Ms Bradley added: "Aggressive, vindictive anti-trade union tactics like this have no place in a progressive society or in a country that the Scottish Government has declared will be a world leader in Fair Work by next year. The Scottish Government does not seem to be able to convince the public bodies that it funds and is responsible for, to deliver Fair Work for their public servants.
“This assault on trade union members’ right to take industrial action short of strike action is more akin to the spirit and intent of the UK Government’s anti-trade union laws than it is to the spirit of democracy, human rights and Fair Work. It has no place anywhere in Scotland, least of all in the public sector."
She asked that employers instead put their efforts towards lobbying the Scottish Government for better funding for the sector.
Gavin Donoghue, Director of College Employers Scotland, said: “It is deeply regrettable that the EIS-FELA is once again calling on lecturers to take part in a resulting boycott that could cause significant disruption to student outcomes.
“A similar resulting boycott last year was only mitigated thanks to the hard work of college staff and colleagues at partner organisations, who sought to minimise the impact on student progression.
“The priority of colleges is to protect the interests of students, and they are determined to avoid a repeat of last year’s situation. That is why college leaders have now made it clear to staff who may participate in a new resulting boycott that this would be considered a breach of contract and could lead to pay deductions.

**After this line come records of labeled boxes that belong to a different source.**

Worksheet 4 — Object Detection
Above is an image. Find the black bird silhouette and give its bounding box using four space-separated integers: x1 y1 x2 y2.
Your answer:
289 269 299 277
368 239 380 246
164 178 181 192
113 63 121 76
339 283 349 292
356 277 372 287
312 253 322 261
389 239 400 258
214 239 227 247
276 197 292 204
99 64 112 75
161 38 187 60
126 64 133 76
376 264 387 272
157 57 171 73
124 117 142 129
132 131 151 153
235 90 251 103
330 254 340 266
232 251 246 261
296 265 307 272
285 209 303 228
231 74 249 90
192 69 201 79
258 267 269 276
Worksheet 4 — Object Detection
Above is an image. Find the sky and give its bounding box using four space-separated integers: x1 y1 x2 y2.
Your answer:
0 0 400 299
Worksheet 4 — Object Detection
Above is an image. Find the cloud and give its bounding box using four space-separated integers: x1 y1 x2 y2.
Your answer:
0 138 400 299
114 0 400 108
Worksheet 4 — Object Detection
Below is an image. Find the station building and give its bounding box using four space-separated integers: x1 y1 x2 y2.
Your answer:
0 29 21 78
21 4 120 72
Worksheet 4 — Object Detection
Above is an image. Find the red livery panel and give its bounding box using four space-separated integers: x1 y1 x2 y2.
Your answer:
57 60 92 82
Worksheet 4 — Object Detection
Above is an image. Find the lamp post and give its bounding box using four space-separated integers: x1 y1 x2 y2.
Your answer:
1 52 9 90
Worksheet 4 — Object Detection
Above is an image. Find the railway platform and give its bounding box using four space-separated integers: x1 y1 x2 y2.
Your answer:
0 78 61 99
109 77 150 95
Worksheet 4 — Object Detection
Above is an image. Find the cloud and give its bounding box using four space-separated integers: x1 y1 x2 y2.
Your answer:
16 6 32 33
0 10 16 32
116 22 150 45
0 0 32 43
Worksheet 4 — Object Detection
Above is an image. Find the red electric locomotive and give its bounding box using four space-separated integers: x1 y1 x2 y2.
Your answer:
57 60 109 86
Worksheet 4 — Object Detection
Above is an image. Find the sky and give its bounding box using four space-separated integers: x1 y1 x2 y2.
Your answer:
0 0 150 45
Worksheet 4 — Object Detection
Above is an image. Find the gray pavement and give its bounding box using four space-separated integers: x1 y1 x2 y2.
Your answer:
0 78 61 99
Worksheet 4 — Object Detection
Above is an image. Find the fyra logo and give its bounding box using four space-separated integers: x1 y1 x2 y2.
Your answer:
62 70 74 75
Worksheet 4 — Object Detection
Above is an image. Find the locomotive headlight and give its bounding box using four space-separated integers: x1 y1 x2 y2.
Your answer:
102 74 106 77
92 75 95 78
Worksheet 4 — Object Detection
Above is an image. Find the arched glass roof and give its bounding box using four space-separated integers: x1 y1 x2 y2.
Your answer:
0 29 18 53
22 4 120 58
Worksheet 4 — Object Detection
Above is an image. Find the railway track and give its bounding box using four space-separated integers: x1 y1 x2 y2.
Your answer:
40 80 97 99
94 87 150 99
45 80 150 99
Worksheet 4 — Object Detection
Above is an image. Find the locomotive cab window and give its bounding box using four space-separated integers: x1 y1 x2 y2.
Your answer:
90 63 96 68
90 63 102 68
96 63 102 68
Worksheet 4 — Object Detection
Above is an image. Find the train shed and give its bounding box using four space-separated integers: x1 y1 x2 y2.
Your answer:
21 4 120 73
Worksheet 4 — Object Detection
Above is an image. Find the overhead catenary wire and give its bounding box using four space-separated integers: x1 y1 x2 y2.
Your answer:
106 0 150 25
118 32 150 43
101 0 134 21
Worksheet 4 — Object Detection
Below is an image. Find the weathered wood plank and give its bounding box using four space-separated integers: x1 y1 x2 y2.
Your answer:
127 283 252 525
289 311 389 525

“Deducting pay from staff is never a measure that colleges want to take. However, they simply cannot accept the risks that another resulting boycott would create for the awarding of qualifications, and the ability of students to progress in their learning journeys and careers.
“We urge the EIS-FELA to face up to the reality of the financial challenges facing colleges, cancel the damaging resulting boycott, and ballot its members so they have a chance to accept the full and final fair pay offer on the table from employers.”
UHI Perth first to announce pay deductions
One of the first colleges to announce pay deductions was UHI Perth. Late on Friday afternoon, staff received a letter from principal and chief executive Dr Margaret Cook.
In it, she warned that taking part in action short of strike, particularly the resulting boycott, will be considered "unacceptable partial performance and a breach of contract" and result in a full pay deduction.
She added: "It is essential that I make it clear to you what action we intend to take and why this is the case prior to you making any decisions about participating in the ASOS."
Read more: UHI Perth staff have been warned industrial action will cost them full pay
Explaining the decision to dock full pay for participating staff, she said that the resulting boycott has the potential to stop college operations altogether through its impact on student progression.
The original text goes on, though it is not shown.